– Катать якорь! – приказал капитан Пленков. Загремела якорная лебедка, зазвонил телеграф в машинное отделение. Лево на борт! Полный вперед! Выложить все!
«Богатырь» устремился вниз по Оби. На берегу разгадали маневр и открыли огонь. На «Мельнике» организовали погоню. По дороге вдоль реки неслась повозка с пулеметом. Рядом всадники размахивали винтовками. Обстрел продолжался до села Вятский Камешек. Потом погоня отстала.
15 июля 1920-го начальник районной транспортной чека (РТЧК) Сибири и Омской железной дороги Июнин доложил полномочному представителю ВЧК по Сибири Павлуновскому: «От начальника Томской ОРТЧК получена телеграмма. В Томск прибыл пароход “Богатырь”. Командированный в Барнаул на том пароходе тов. Вронский спас от верной смерти 52-х товарищей членов исполкома и коммунистической ячейки из села Дубровино и ближайших сел... Прошу присвоить пароходу “Богатырь” новое название – “Дзержинский”» (что и было сделано. –
Спасенный Вронским руководитель дубровинских коммунистов Глушков вспоминал: «...Мы ему доверились. А ведь он был совсем еще мальчик, юноша двадцати лет. Внешне необыкновенно симпатичный, обаятельный. Для меня остаются загадкой два момента. Как Вронскому удалось войти в доверие к офицерам, главарям бандитов? Ведь предводители мятежников были людьми образованными, опытными. И как никто его не выдал из членов команды парохода “Богатырь”? Кстати, в суматохе, когда мы посадили бандитов в трюм за решетку, один из повстанцев все-таки спрятался на корме. Это был наш дубровинский житель, бывший матрос царского речного флота Егор Чугуночкин... И вот когда на буксире “Мельник” погнались за нами, он прыгнул с “Богатыря” в Обь и поплыл. С “Мельника” его увидели, подняли к себе на борт, и от него узнали подробно, что же произошло у нас на пароходе... Много я видел смелых людей в Гражданскую войну и позднее в Великую Отечественную. И среди них достойное место занимает Константин Александрович Вронский. Я видел этого человека только два дня полвека назад. А запомнил его на всю жизнь. И еще он очень любил и умел петь...».
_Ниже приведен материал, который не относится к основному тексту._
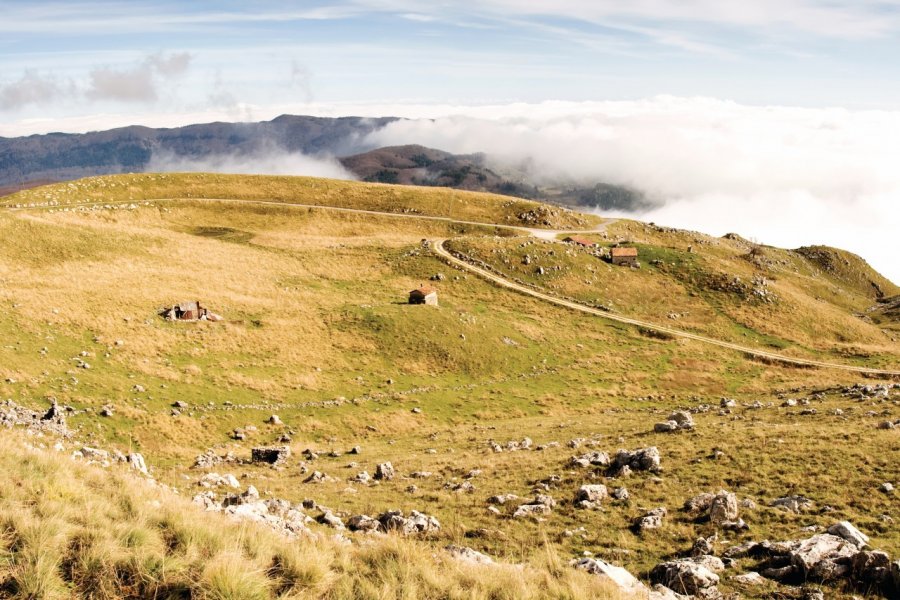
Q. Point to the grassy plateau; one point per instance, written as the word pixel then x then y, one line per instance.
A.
pixel 318 332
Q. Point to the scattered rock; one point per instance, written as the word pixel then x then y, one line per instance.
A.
pixel 274 455
pixel 363 523
pixel 620 577
pixel 650 520
pixel 686 576
pixel 751 579
pixel 590 496
pixel 642 459
pixel 415 523
pixel 384 471
pixel 794 504
pixel 846 530
pixel 468 555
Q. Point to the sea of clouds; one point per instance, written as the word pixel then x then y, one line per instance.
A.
pixel 783 176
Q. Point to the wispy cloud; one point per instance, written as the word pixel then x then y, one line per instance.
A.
pixel 31 88
pixel 138 83
pixel 787 176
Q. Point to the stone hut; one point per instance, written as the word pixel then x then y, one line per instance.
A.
pixel 190 311
pixel 579 241
pixel 623 256
pixel 423 295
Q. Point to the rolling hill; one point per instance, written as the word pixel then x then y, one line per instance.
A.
pixel 489 394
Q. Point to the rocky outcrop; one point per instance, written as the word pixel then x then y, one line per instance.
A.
pixel 415 523
pixel 623 580
pixel 690 576
pixel 590 495
pixel 679 420
pixel 274 455
pixel 652 519
pixel 641 459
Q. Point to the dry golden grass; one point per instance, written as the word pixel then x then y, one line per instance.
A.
pixel 442 202
pixel 72 531
pixel 316 325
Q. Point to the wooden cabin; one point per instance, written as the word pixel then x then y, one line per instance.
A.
pixel 623 256
pixel 423 295
pixel 579 241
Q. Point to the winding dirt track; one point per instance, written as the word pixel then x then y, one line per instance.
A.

После подавления в Сибири мятежей и крестьянских восстаний Дзержинский, возглавлявший тогда одновременно ВЧК – ГПУ и Наркомат путей сообщений, счел более разумным использовать Вронского по его первому профессиональному предназначению – речному[11]
.Дальнейшая жизнь Константина Вронского сложилась трагически. Капитаном парохода «Катунь» он участвовал в знаменитой Карской экспедиции – экспортно-импортных операциях Северным морским путем через устья Оби и Енисея. В 1924 году, возвращаясь в Омск в конце навигации из Обской губы Карского моря, когда уже шла по реке шуга, он сильно простудился и скончался в омской больнице водников.
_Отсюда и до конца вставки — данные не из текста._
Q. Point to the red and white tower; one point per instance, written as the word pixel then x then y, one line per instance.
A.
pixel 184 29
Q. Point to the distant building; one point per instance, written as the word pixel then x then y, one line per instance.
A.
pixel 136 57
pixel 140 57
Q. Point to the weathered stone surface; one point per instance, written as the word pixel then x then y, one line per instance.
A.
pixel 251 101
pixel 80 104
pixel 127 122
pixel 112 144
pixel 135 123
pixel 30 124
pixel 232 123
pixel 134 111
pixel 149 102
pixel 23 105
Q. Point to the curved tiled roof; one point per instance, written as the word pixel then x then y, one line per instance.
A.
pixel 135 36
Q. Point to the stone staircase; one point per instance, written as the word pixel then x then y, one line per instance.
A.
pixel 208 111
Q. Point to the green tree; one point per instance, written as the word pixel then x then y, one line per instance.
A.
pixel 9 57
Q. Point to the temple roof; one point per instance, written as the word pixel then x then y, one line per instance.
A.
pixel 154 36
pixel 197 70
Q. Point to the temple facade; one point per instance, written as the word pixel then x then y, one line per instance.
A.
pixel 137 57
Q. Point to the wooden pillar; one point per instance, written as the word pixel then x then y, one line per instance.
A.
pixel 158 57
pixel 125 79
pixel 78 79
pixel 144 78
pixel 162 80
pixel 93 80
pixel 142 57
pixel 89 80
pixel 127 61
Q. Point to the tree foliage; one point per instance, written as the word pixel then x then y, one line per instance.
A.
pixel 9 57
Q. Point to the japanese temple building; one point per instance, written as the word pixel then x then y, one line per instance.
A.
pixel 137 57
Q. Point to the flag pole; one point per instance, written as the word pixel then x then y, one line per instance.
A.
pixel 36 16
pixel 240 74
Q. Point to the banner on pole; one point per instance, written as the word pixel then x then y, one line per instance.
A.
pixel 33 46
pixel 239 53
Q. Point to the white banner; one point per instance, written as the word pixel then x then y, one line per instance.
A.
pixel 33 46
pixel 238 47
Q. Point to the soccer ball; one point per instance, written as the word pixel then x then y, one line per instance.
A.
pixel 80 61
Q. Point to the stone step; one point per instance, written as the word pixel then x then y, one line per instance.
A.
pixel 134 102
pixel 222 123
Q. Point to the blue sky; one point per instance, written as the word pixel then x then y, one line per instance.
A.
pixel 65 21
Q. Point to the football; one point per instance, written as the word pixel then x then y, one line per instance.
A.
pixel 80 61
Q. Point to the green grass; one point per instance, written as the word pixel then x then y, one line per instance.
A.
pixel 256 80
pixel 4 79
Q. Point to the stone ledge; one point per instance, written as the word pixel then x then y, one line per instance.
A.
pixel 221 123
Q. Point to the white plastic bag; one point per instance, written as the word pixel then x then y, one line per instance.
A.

Похоронив мужа, Нина с грудной девочкой отправилась к родителям в Тобольск, и при переправе через только что замерзший Тобол они провалились в полынью...
По гудку
В таком режиме, по гудку – заводскому и фабричному, паровозному и пароходному, жили тюменцы и вся страна в 30–40–50-е годы.
Ветеран речного флота, кавалер орденов Октябрьской революции и «Знак Почета» Владимир Петрович Белоглазов рассказал, что в пору его учебы в Омском речном училище у курсантов особым шиком считалось угадать название приближавшегося к пристани судна по его голосу: «5-й Октябрь», «Усиевич», «Володарский», «Калинин», «Карл Либкнехт», «Жан Жорес...».
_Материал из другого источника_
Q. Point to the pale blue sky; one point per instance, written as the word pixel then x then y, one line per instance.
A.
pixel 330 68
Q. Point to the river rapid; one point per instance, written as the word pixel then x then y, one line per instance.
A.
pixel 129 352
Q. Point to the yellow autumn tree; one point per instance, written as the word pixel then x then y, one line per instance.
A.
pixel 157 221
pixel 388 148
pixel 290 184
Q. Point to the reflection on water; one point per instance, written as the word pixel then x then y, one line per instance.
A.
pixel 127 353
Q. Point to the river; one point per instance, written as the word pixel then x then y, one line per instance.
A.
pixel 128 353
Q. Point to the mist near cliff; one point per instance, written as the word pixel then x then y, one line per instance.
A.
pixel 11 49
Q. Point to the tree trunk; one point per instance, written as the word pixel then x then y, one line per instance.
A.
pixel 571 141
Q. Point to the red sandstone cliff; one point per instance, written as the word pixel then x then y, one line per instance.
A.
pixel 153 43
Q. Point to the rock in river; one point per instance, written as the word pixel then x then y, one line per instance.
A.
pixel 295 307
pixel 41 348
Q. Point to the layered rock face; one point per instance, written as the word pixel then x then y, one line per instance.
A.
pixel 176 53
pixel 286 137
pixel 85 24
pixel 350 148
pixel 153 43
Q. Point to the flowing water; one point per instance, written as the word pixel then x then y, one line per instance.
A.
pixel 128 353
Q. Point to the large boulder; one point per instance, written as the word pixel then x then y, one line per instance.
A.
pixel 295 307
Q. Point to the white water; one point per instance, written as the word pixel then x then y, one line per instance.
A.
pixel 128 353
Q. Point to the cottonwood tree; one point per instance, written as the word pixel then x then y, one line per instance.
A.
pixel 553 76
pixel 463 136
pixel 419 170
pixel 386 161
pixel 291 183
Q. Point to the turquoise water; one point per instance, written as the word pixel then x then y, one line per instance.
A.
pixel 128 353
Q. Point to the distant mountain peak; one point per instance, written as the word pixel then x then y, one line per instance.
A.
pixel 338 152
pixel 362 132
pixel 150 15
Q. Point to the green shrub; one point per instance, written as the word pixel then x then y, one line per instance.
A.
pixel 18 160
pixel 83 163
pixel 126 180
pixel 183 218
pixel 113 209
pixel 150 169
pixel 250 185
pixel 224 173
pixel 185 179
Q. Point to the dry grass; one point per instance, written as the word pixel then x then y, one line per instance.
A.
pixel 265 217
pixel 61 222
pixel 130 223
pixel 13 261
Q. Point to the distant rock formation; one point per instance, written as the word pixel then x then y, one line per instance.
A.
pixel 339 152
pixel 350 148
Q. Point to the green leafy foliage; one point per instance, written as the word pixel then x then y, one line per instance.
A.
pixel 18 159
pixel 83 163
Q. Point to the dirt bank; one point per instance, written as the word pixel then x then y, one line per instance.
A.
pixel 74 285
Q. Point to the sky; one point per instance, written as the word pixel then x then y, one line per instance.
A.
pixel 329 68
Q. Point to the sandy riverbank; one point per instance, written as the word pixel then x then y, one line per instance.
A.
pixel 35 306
Константина Вронского на капитанском мостике речных пароходов сменили его братья: Осип, Владимир, Виктор. Помощниками капитана и механика стали Александр и Анатолий.
Из династии судоводителей Вронских тюменцам старшего поколения больше известен Виктор Александрович. Всю войну он ходил капитаном построенного в 1928 году в Германии парохода «Жан Жорес». За выполнение мобилизационных заданий награжден боевым орденом Красной Звезды. Выражаясь языком православия, это судно можно считать самым намоленным: с 1941 -го по 1944 год «Жан Жорес» доставил с Ямала и Югры в Омск на сборный пункт «Чернушки» около 17000 северян. Пароход проклинали и молили: верни домой с победой отцов, сыновей, братьев, сестер...
И этот день настал. Капитан «Жана Жореса» вспоминал: «...45-й год, поздняя осень, последний рейс на Север. В Омске на причалах столпотворение – солдаты, кто выжил на войне, спешат домой. На “Жорес” погрузили четыреста человек – максимум возможного, а людей на берегу не убавляется. Все, нельзя больше. Поднялся в рубку отдать команду к отплытию. И тут рубку штурмуют фронтовики. “Что, – кричат, – Берлин взяли, твой пароход, капитан, не возьмем?!”. В общем, принял на борт 1200 пассажиров. При этом судовая команда приняла все меры предосторожности, проявила настоящее судоводительское мастерство – рейс закончился благополучно».